All in vivo examinations provided 31P 3D MRSI data covering whole liver with negligible PCr contamination, sufficient SNR and narrow linewidths in clinically acceptable measurement time (Fig.2). After overnight fasting all volunteers had gallbladder filled with the bile (Fig.3. panel A). This was visible in both 31P-MRSI data as strong PtdC signal at 2ppm and in T2 weighted reference images as hyperintense region. A reduced PtdC signal and volume of the bile in the gallbladder were visible in both volunteers after digestion of the meal with high fat content (Fig.3. panel B).

Discussion/Conclusion

The presented in vivo 31P 3D MRSI protocol in combination with using a 8 channel receive array at 3T provided improved coverage of the hepatobiliary system. 31P MRS data from gall bladder confirmed findings from previous retrospective studies2,3. Prospective studies of phosphatidylcholine metabolism are feasible and should investigate the potential use of the PtdC for metabolic studies of the liver, gallbladder, and bile ducts. Stimulation of biliary PtdC excretion, and its possible monitoring by 31P MRS, may represent an interesting therapeutic approach to hepatobiliary disorders, and the use of several drugs (e.g., fibrates, ursodeoxycholic acid), which have been shown to enhance PtdC concentration in bile6. Further on it should be noted, that all findings and conclusions of altered PDE signals, especially when not ideally resolved, should take into account possible MRS contamination by bile in the gall bladder.

Acknowledgements

We would like to thank Christopher T. Rodgers for providing the WSVD code used for proper coil combination.

References

1. Dezortova et al. World J Gastroenterol. 2005 Nov 28;11(44):6926-31

2. Chmelik et al. Eur Radiol. 2015 Jul;25(7):2059-66

3. Bierwagen et al. NMR Biomed 2015 Jul;28(7):898-905. doi: 10.1002/nbm.3323

4. Panda et al. Magn Reson Med 68:1346–1356

5. Rodgers et al. Magn Reson Med 2015 Mar 28. doi: 10.1002/mrm.25618

6. Halilbasic et al. J Hepatol 2013 58:155–168

Figures

Fig.1 Positioning of 8 channel coil (2 plates; 4 receive channels each – blue lines) and planning of the in vivo hepato-biliary 31P 3D MRSI at 3T (FOV=30x20x20cm3, matrix of 12x12x8, weighted acquisition, TR=1s, NA=12, TA=17min) including 6 OVS slabs.

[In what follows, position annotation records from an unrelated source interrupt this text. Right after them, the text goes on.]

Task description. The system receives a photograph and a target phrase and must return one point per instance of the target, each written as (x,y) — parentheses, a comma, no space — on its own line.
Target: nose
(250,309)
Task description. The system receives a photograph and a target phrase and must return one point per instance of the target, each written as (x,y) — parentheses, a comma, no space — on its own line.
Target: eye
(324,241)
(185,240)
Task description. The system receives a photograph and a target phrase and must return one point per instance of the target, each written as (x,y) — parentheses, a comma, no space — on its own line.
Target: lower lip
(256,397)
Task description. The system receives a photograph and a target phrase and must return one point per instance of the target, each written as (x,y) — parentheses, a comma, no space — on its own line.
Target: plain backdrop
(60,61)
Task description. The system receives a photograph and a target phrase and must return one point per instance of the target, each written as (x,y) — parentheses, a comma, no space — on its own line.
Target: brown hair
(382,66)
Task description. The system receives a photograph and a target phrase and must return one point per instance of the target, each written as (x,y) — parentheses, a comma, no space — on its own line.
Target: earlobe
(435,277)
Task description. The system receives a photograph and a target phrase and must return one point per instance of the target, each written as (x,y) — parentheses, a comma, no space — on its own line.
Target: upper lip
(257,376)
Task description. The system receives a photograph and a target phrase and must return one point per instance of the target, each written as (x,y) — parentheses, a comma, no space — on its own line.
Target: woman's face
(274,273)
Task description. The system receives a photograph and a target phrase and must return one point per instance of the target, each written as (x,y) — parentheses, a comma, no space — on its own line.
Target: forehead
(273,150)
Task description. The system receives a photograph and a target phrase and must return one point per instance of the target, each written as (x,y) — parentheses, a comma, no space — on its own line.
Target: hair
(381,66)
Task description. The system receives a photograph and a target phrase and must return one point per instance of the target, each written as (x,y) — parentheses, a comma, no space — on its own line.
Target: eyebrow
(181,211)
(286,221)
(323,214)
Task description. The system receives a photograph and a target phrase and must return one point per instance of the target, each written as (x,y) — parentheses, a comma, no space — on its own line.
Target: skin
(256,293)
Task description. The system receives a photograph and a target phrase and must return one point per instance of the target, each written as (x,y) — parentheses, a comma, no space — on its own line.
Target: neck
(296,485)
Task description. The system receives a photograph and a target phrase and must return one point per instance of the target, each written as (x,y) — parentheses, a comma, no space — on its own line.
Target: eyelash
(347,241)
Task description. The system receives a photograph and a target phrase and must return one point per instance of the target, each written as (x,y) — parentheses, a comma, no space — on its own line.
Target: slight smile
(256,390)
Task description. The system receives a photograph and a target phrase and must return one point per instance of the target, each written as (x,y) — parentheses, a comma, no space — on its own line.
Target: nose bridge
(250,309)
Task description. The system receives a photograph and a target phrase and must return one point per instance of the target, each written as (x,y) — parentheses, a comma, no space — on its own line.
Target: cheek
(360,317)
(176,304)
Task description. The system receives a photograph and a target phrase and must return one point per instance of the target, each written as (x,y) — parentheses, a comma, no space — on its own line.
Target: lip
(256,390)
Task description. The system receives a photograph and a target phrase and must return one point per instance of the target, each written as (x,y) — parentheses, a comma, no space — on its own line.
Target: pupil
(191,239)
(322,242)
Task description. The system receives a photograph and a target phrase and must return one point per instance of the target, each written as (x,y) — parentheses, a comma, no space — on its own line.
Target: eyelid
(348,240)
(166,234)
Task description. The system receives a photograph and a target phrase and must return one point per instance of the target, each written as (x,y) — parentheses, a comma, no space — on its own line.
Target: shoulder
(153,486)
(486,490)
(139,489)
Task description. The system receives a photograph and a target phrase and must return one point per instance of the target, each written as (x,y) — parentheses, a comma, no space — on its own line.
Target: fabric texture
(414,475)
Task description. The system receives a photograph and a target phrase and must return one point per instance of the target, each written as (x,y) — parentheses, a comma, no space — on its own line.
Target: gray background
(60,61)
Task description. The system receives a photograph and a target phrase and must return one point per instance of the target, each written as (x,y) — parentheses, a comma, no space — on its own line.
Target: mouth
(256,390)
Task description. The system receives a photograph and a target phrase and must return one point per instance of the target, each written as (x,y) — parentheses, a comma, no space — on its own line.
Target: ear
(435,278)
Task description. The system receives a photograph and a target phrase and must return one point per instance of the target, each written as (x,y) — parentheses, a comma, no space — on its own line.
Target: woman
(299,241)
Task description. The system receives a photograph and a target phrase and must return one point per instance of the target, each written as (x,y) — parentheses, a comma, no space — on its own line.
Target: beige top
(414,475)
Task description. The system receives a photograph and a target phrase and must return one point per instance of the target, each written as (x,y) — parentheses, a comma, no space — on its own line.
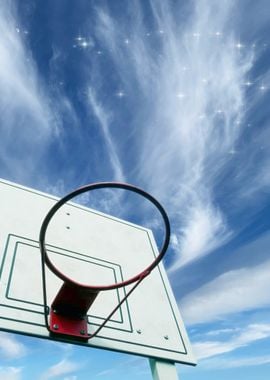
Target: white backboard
(147,324)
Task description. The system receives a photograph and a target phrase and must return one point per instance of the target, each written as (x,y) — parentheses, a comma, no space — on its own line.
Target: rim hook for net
(68,311)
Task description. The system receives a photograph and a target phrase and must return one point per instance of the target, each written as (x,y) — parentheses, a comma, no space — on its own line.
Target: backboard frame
(16,245)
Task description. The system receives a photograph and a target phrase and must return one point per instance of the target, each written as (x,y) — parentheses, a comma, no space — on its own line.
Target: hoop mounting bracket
(68,315)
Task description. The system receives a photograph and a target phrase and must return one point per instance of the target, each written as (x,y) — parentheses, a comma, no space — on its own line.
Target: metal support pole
(163,370)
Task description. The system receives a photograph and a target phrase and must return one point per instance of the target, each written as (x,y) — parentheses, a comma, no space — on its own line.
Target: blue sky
(171,96)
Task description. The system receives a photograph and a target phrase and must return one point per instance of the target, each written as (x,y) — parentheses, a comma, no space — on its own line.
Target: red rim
(95,186)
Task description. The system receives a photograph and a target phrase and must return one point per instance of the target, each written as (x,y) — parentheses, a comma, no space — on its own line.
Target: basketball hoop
(68,312)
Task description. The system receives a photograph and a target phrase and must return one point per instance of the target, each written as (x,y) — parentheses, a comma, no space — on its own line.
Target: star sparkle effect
(120,94)
(83,42)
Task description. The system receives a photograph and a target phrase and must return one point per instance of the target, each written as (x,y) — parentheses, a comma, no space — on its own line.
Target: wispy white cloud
(11,347)
(190,80)
(104,120)
(10,373)
(232,292)
(60,369)
(219,363)
(251,333)
(27,121)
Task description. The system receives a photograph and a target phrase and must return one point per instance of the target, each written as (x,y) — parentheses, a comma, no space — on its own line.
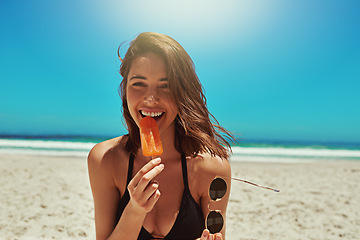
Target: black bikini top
(189,223)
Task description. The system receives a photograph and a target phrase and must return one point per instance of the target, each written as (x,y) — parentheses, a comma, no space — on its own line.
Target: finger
(145,180)
(146,168)
(150,190)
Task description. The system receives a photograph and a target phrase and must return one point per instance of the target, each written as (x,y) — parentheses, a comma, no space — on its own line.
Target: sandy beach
(50,198)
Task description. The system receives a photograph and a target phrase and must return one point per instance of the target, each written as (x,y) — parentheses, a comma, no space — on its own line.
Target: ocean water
(244,150)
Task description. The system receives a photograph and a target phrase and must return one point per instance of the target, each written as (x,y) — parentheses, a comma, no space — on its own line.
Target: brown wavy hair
(196,129)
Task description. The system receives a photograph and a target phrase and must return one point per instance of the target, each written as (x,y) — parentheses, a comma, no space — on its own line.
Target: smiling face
(147,92)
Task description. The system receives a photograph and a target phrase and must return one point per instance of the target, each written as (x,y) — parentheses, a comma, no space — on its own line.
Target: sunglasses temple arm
(241,180)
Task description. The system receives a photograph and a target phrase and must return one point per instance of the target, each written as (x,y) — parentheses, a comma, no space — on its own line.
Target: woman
(167,197)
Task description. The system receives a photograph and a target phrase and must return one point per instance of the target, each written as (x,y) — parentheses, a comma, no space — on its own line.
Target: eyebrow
(144,78)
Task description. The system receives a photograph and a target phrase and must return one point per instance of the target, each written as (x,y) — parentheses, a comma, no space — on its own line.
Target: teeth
(151,114)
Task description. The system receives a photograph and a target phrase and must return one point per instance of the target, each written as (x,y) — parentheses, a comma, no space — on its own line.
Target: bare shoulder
(202,169)
(205,166)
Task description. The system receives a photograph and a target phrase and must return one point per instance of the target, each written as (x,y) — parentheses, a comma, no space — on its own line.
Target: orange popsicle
(150,137)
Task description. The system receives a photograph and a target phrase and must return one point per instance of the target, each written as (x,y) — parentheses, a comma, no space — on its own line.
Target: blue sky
(271,69)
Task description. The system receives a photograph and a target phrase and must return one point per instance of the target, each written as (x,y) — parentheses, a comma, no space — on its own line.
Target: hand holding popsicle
(150,137)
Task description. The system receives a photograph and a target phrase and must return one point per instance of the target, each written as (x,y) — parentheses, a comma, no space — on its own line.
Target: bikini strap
(184,169)
(130,168)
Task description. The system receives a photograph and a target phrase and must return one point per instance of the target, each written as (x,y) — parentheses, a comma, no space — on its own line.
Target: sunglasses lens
(214,222)
(217,188)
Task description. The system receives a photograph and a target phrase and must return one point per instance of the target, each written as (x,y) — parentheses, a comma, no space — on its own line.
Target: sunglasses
(214,221)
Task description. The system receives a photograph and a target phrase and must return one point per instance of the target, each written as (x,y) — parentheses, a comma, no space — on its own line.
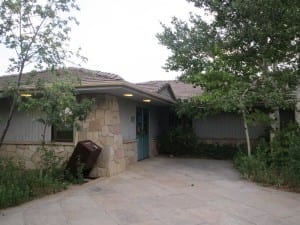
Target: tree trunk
(13,105)
(7,124)
(247,133)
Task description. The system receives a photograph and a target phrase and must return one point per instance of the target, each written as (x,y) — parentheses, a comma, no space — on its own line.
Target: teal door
(142,132)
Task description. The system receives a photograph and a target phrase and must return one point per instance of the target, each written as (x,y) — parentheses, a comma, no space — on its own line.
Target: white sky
(118,36)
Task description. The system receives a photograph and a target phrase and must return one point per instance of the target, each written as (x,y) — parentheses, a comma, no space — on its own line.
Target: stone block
(36,158)
(107,141)
(99,114)
(98,172)
(115,129)
(82,136)
(105,131)
(119,154)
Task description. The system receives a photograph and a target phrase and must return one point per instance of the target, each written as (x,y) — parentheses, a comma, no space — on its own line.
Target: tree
(59,107)
(247,55)
(38,33)
(57,104)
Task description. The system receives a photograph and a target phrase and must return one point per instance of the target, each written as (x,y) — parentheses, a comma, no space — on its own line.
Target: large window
(62,134)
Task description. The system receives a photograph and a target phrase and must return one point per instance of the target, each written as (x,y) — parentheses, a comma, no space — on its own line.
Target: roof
(89,81)
(80,74)
(181,90)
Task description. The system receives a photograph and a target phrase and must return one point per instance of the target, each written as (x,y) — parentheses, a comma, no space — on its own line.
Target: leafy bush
(276,164)
(19,185)
(182,141)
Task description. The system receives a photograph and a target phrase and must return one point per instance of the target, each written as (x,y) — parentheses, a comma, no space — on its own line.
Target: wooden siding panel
(24,127)
(224,126)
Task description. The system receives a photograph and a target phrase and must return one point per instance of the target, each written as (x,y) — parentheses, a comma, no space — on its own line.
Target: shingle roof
(181,90)
(79,74)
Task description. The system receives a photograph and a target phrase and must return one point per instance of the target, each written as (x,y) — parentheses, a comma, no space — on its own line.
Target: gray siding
(23,127)
(224,126)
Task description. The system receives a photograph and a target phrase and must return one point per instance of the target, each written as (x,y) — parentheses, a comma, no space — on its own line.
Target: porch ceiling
(122,88)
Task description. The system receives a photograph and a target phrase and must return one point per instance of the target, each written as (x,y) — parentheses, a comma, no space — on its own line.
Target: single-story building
(125,120)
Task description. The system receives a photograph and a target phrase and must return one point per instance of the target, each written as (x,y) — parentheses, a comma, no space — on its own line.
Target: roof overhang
(120,88)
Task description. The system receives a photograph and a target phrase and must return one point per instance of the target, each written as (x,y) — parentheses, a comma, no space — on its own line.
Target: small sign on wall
(132,119)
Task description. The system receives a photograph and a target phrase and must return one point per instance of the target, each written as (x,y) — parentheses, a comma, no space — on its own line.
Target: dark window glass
(62,134)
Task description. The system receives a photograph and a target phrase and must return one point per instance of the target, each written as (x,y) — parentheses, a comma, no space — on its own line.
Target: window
(62,134)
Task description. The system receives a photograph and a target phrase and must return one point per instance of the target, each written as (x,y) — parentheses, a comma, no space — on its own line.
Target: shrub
(276,164)
(181,141)
(19,185)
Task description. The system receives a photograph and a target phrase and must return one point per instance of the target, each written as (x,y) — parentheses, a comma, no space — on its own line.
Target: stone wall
(153,148)
(102,126)
(130,150)
(28,153)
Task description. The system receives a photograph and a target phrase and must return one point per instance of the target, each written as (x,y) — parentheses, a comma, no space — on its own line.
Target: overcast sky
(118,36)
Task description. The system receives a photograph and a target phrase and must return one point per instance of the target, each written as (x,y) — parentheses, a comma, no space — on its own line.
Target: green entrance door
(142,132)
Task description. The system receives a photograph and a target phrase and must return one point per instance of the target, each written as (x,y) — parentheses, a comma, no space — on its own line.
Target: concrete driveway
(165,191)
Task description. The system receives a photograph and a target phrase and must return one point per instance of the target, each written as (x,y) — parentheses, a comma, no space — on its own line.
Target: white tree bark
(247,133)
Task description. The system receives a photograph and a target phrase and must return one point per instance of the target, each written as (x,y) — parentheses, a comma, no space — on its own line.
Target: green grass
(19,185)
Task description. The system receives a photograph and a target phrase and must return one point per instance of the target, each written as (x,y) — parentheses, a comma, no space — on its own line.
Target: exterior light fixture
(26,95)
(146,100)
(128,95)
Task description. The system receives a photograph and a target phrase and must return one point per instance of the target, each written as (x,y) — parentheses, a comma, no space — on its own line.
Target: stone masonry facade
(103,127)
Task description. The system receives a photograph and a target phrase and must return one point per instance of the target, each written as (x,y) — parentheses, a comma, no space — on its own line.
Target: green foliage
(50,164)
(19,185)
(37,31)
(278,164)
(58,104)
(246,55)
(181,141)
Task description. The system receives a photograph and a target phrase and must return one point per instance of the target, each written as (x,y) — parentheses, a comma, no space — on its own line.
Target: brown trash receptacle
(86,153)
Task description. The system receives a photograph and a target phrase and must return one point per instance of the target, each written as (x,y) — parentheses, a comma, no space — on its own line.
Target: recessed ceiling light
(128,95)
(147,100)
(26,94)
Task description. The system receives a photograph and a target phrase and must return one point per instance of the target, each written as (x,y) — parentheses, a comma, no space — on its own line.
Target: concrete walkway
(163,191)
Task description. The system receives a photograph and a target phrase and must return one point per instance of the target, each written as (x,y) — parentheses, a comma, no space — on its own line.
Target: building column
(297,108)
(275,123)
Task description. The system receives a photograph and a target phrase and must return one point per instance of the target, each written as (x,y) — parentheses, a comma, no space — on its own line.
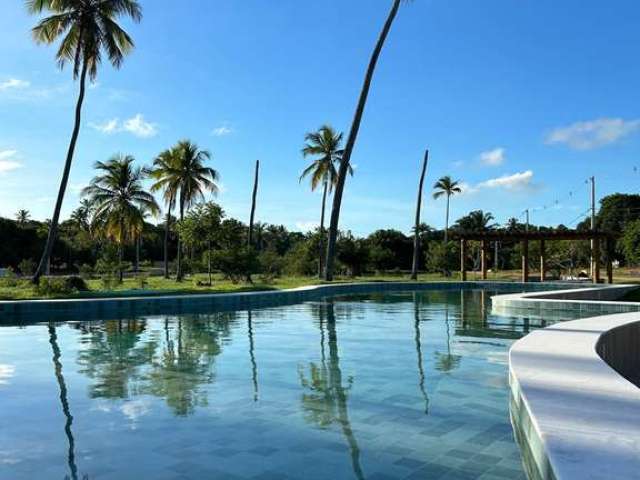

Fig2 Example of transversal slice of 31P 3D MRSI data with little PCr contamination and low level of PtdC in solely hepatic tissue. Zoomed stack of spectra (red box) and representative spectrum (blue box) are displayed.

Fig.3. Example of data from one volunteer scanned pre- (left panel) and post-meal (right panel). 31P 3D MRSI localized spectra from the gallbladder reflect the change of PtdC signal and thus release of the bile from the gallbladder. It is also confirmed by MRI (middle) and metabolic map of PDE/ATP ratio (bottom).